I pulled the door shut, set the scarred brown bag at the foot of one of the beds.
She lit a cigarette, ran both hands back through the black hair she had just loosened. Her face had a faintly grainy look and lines I had never noticed before ran from the childish, tilted nose down to the corners of the heavy, swollen mouth.
“Kyle, we left too fast. We should have taken all identification off him.”
“I couldn’t have touched him.”
The cigarette bobbed as she spoke. “I could have.”
“Don’t worry about it. He may never be found. That was a deserted road. Even if he floats, who’d stop and look over the edge and see him?”
“I’m not worrying. It would just have been smarter.”
“Let’s not talk about him.”
“All right, Kyle. We get our tourist permits in the morning, don’t we?”
I looked in the phone book. The Mexican consul was located in the Pan-American Building. That was the next to the last hurdle. The last hurdle was customs inspection on the Mexican side of the bridge. I had let it go too long without a plan. I had a vague idea that a twenty-dollar bill would get us through without the brown bag’s being opened. But it was a risk.
As I was wondering what to do, she said, “I want to tell you something.”
“Go ahead.”
“I didn’t plan that with Ralph from the beginning.”
“It doesn’t matter.”
“I was going to make myself forget him. He always made me feel cheap and dirty. He always laughed at me.”
“I told you that it doesn’t matter.”
“After that night in Harrisburg, I woke up thinking about him, so I went down and called him.”
“Just like that.”
“I thought you ought to know how it happened.”
“How much did you tell him?”
“It was over the phone. I had to hint. But he understood right away that we’d left with money from the bank.
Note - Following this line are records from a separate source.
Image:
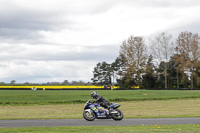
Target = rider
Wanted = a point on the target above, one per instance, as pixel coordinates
(99, 99)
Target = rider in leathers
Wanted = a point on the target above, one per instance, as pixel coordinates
(99, 99)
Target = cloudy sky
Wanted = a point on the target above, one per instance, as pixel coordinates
(57, 40)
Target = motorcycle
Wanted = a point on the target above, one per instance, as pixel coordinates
(94, 111)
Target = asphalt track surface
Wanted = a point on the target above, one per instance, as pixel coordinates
(98, 122)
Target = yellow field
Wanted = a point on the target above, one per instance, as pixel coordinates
(59, 87)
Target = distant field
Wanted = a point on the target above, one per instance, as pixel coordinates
(68, 104)
(51, 97)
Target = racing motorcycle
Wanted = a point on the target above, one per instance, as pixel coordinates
(94, 111)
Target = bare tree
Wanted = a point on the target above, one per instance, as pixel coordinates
(133, 52)
(162, 48)
(188, 46)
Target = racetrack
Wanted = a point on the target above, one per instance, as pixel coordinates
(101, 122)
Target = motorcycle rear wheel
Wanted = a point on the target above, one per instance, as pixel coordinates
(118, 116)
(89, 116)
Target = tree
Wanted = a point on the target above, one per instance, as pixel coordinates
(133, 53)
(188, 47)
(149, 78)
(162, 48)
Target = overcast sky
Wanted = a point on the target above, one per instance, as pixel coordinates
(57, 40)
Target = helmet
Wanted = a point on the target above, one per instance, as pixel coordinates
(94, 94)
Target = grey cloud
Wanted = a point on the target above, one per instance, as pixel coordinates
(67, 53)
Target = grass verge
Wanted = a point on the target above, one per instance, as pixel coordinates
(191, 128)
(131, 109)
(54, 97)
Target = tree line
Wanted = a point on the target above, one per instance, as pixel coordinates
(163, 62)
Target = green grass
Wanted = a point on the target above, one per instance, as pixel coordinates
(191, 128)
(28, 97)
(131, 109)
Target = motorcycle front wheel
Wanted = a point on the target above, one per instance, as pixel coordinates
(118, 116)
(89, 115)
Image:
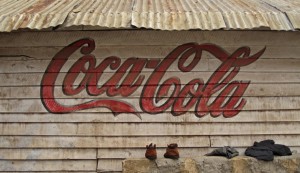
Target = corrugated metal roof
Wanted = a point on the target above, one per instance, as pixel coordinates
(153, 14)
In Lake Charles when I told him how much it was, his eyes nearly dropped out.”
“Why didn’t you just take the car keys and go on alone? Isn’t the world full of Becklers? And Camerons?”
“I don’t like to be alone.”
“You’d never be alone long.”
“He laughed at me and made me mad, but always, I could make him do what I wanted him to do.”
“Just like me.”
“I thought that about you. Now I don’t know. You’re changing, Kyle. And you’re learning too much about me. Maybe I like that.”
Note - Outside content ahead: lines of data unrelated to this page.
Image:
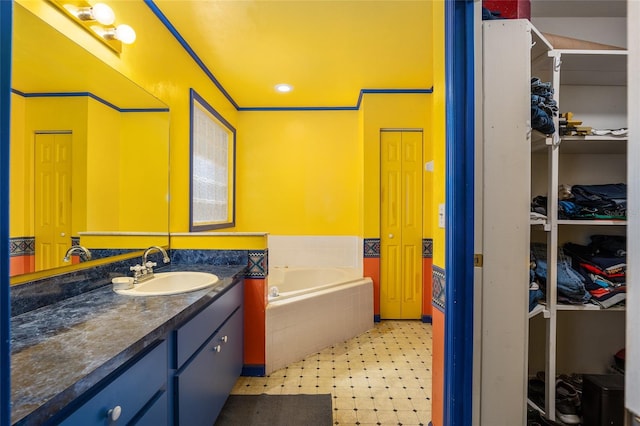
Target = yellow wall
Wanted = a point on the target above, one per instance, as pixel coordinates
(20, 224)
(299, 173)
(160, 65)
(144, 161)
(438, 133)
(57, 114)
(103, 166)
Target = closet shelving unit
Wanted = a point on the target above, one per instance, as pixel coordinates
(580, 78)
(514, 164)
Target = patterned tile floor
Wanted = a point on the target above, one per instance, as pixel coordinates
(382, 377)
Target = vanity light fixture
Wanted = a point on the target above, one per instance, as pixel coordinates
(98, 12)
(122, 32)
(284, 88)
(99, 20)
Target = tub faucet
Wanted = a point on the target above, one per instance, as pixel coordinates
(82, 251)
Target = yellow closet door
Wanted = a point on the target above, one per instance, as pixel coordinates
(401, 225)
(52, 198)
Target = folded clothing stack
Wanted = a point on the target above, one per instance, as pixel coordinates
(607, 201)
(543, 106)
(603, 265)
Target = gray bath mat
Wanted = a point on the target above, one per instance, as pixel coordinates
(276, 410)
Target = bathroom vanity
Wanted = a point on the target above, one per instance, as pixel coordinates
(102, 358)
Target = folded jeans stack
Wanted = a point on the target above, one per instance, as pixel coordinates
(603, 265)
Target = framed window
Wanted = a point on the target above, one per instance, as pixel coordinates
(213, 154)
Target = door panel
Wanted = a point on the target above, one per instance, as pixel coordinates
(401, 225)
(52, 199)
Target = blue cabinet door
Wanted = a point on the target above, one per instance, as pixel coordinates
(204, 384)
(128, 395)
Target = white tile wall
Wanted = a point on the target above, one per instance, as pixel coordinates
(315, 251)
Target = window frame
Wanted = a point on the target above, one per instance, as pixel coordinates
(197, 102)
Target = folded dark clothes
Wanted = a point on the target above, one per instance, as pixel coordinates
(570, 283)
(607, 195)
(598, 271)
(572, 210)
(586, 254)
(612, 299)
(609, 245)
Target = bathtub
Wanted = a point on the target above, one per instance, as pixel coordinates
(310, 309)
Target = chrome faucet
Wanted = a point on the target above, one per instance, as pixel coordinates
(147, 252)
(82, 251)
(145, 271)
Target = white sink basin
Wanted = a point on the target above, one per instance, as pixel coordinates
(166, 283)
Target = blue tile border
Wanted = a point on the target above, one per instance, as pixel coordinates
(427, 248)
(258, 264)
(22, 246)
(437, 295)
(372, 247)
(253, 370)
(210, 257)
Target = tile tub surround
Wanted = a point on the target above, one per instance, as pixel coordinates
(61, 350)
(301, 325)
“I’m learning about you. There’s nothing to you. Greed, and a lot of it. And a psychopathic preoccupation with sex. And a selfishness so monumental that it isn’t even selfishness any more. It’s like a new and special kind of disease.”
“But I’m what you want, Kyle. After today, I know that you’ll never let me go, will you?”
“There’s only one way I’ll let you go.”
She knew what I meant. Her eyes seemed to break against mine, and she looked quickly away. “Don’t change too much, Kyle.”
“We’re wasting time. Think of how we’re going to ge this money across the border, through customs.”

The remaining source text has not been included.